Theater Review

The Lieutenant of Inishmore: Blood, Guts, and Cats

ACT’s gory black comedy is perfect for Halloween—if you can stomach it.

By Laura Dannen October 27, 2010

Irish terrorist Padraic (Fracé) mourns the loss of his cat in ACT’s The Lieutenant of Inishmore. Photo: courtesy Chris Bennion.

Never…I mean, never come between a terrorist and his cat. That’s Rule No. 1 in Martin McDonagh’s black-as-shoe-polish comedy The Lieutenant of Inishmore —a hilariously twisted story of an Irish nationalist who goes mental when he finds out about the untimely death of his “only friend,” Wee Thomas. No one’s safe from the wrath of Mad Padraic (a spot-on hulk of a man, Jeffrey Fracé ), not even his father Donny (Sean G. Griffin) or his neighbor Davey (MJ Sieber).
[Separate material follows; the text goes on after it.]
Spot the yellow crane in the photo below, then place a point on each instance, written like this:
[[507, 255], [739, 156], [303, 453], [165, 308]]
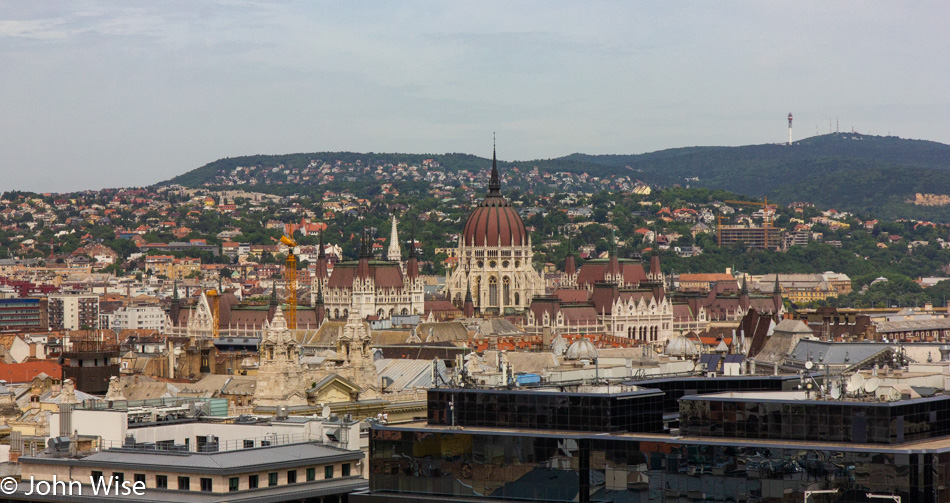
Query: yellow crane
[[215, 297], [290, 273], [766, 225]]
While the satire is plenty sharp—kill the man, save the cat!—it’s the stagecraft that really impresses in ACT’s production; there’s enough blood, guts, and gore to compete with this weekend’s ZomBCon. Sure, it prompted a handful of people to walk out. And yes, I closed my eyes once…or twice. But there’s an artistry to the sound of gunshots by Brendan Patrick Hogan (loved his work in WET’s RoboPop ), and the bucolic Irish cottage by set vet Tom Lynch that’s splattered by blood night after night.

Think it still might be too much for you? Know this: Inishmore debuted in 2001 in Stratford-upon-Avon, in the capable hands of the Royal Shakespeare Company. If that’s not high-brow silliness, what is?